元来た道を駆け出そうとしたその瞬間、2人の後ろに現るマリナが声かける。


「「うわっひゃぃっ!!」」


肩を震わせ同時にマリナの方へと目を向けた瞬間飛び上がる3人は抱き合い恐怖に満ちた表情を浮かべ、マリナの額に血管が浮かんだところで息を吐くと座り込み。


「さ、さすが妖怪変化、出現方法が違う……」

「こんな心臓に悪い出来事は、いつ以来だろう……」

「こいつ、人間か……?」


流れるように紡ぐ戦慄した声に、開きかけた口を微妙に動かすマリナは手を伸ばして声にならぬ声を微かに紡ぎ。


「えーえー、どーせ私なんてー」


一向に変わらぬ空気の中、廊下に座り込み暗い空気を放ちながらいじけた声を響かせる。

だが、すぐに何かを思い出したかのような表情を浮かべると立ち上がり。


「それよりも、何度言ったら解るの! ここは、大声で叫んでも中には聞こえません!! いい? ここ押してよ!」


時間ないんだから、阿呆なことやってんじゃないよ!

戸惑う3人を捨て置きそう告げて、床の一画を開け何処かへと去って行く。


「「うっそぉー」」

そんなマリナを見送る3人は、もう何もかもがどうでもよくなったそうな。



 一方同時期、王の間では。  


「遅い、何をしておられるのか」

「大方、演技の練習であられましょうよ」 

「さもありなん」


歪な笑い声が、ひっそりと沸き起こっていた。

そんな中、最奥に座る意匠を凝らした豪勢な服を着る金髪の少女フェリシアは肘掛けに頬杖をついて息を吐き。


「本気でこの国滅ぼしてぇ」 


それが無理なら、この場にいる全員の首を跳ねたい。

そんなことを本気で考えていたと後に語ることになるのだが、一向に収まる気配のない陰湿な空気に忌々しげに舌打ち鳴らし。

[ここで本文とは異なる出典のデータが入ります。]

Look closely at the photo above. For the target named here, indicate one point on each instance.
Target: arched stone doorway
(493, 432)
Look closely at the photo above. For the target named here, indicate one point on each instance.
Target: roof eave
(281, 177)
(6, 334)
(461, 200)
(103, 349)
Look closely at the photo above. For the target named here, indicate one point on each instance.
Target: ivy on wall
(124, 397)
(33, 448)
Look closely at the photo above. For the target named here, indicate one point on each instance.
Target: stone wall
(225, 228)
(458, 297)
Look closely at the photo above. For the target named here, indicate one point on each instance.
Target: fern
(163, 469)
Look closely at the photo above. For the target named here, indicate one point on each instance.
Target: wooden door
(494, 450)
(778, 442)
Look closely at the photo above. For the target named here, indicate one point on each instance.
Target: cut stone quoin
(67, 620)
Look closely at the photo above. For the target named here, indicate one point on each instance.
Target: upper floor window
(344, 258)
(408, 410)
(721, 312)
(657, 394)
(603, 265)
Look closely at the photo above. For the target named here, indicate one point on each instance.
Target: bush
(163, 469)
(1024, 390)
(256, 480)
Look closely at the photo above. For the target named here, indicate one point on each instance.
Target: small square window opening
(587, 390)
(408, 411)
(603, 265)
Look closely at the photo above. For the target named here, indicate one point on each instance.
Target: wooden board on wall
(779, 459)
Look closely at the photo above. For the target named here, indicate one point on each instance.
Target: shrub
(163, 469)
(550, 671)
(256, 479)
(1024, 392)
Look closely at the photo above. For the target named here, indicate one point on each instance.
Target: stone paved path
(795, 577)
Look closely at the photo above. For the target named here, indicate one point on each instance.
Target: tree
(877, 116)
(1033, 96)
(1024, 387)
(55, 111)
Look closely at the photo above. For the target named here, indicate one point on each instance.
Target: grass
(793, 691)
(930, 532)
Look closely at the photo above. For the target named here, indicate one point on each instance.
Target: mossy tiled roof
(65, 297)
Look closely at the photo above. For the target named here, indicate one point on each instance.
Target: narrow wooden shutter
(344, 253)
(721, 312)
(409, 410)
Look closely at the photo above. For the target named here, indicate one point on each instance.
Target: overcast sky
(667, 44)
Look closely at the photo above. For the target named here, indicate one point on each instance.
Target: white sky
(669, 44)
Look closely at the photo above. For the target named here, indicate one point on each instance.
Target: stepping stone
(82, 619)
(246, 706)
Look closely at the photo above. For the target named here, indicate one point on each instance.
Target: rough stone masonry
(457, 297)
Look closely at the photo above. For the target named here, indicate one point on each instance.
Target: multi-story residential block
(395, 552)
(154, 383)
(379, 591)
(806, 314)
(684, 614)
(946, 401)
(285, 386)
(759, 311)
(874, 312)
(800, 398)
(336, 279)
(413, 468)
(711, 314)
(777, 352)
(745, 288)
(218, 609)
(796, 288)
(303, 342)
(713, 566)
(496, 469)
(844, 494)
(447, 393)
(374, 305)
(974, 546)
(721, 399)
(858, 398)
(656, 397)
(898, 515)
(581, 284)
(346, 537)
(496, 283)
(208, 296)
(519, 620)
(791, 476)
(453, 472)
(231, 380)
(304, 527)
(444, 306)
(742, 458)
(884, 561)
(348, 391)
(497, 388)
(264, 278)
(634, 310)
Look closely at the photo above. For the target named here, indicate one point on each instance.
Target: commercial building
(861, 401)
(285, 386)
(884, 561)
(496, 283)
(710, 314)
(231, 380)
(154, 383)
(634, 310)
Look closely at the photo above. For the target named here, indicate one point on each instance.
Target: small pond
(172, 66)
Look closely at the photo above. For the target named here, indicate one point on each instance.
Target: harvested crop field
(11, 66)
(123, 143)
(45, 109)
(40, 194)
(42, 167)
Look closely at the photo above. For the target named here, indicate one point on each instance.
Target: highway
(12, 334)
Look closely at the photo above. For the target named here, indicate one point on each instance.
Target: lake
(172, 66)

本当に女王権限余興で人の首を落とそうか迷っていたというところに、フェリシアの足元よりマリナが現れ腕を組み。


「ん……!?」

「扉を開けよ!」


目を剥くフェリシアを他所に、どうせ開閉装置あれ作動していないだろうなと思ったというマリナの太い声が場に響く。

唐突に扉が開き始めたことで和輝達が飛び上がったことは、また別の話だろう。

暇潰しとか言って誰か処刑しようと思ったのに、間が悪いな。

そんなことを思う、舌打ち鳴らす女王フェリシアがいたそうな。



「はい、それでは行きますよ」

「大丈夫、怖いのは最初だけですからねー」


それこそ最初は唐突に開く扉に腰を抜かした3人だったが、そう時間の経過を要することなく立ち上がるサキとナナは和輝を強引に立たせて引き摺って。

玉座が聳える階段の前で立ち止まると、そのまま国王フェリシアの前へと突き出した。

段下より中央の道の両即端で一列に並び控える黒を基調とした高価な衣服を身に纏う男たちは、下卑た顔を隠すことなく汚らしい笑みを浮かべ和輝に値踏みするが如く視線を突き刺して。


「天神和輝様をお連れしました」

「私達はこれで失礼します」


そんな貴族たちへと侮蔑の視線を突き刺し吐き捨てるサキとナナは、それ以上何を言うこともなくフェリシアに頭を下げて王の間より退出し。

残される和輝は絶望をその顔に浮かべて押し黙り、理不尽な裁きを待つ罪人が如く蒼白な顔で俯いて。

重く歪な空気が場を支配する中、フェリシアが淡々とした声を響かせた。


「全員揃いました。王国最高会議を始めます」

「どうかお静かに願います」


フェリシアの声に一層ざわめきが大きくなる中、マリナが口々に議論を行う貴族たちを制止して。

ざわめきが収まり静寂が場を支配するのも束の間、顔に欲望を貼り付けた恰幅の良い男は中央の道へと進むとしゃがれた声を響かせる。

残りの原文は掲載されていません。